The Mann-Whitney test, one-way analysis of variance (ANOVA) and Student's t tests were performed using GraphPad Prism version 4.00 for Windows (GraphPad Software, Inc.). Sample sizes were such that the last five samples analyzed yielded values that lay within 5% of the progressive mean.
Fig. S1 shows that nuclear foci containing high concentrations of minichromosomal transcripts colocalize with the active form of RNA polymerase II. Fig. S2 shows that intron-containing RNA colocalizes with faint SC-35 foci. Fig. S3 shows that transcripts made from a polymerase I promoter colocalize with UBF. Table S1 lists oligonucleotide sequences of primers, linkers, and probes. Online supplemental material is available at http://www.jcb.org/cgi/content/full/jcb.200710053/DC1.
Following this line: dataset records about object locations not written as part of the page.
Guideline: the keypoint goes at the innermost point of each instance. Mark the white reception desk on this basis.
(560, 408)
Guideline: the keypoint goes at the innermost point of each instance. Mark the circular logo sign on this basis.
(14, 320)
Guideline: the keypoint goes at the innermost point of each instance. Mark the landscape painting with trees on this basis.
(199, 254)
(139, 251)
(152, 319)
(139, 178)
We thank S. Murphy and N.J. Proudfoot for constructs.
We thank the University of Oxford (Clarendon Award), the UK Government (Overseas Research Student Award), and the E.P. Abraham Research Fund for support.
Abbreviations used in this paper: 3C, chromosome conformation capture; ChIP, chromatin immunoprecipitation; CMV, cytomegalovirus; DIG, digoxigenin; LCR, locus control region; qRT-PCR, quantitative RT-PCR; UBF, upstream binding factor.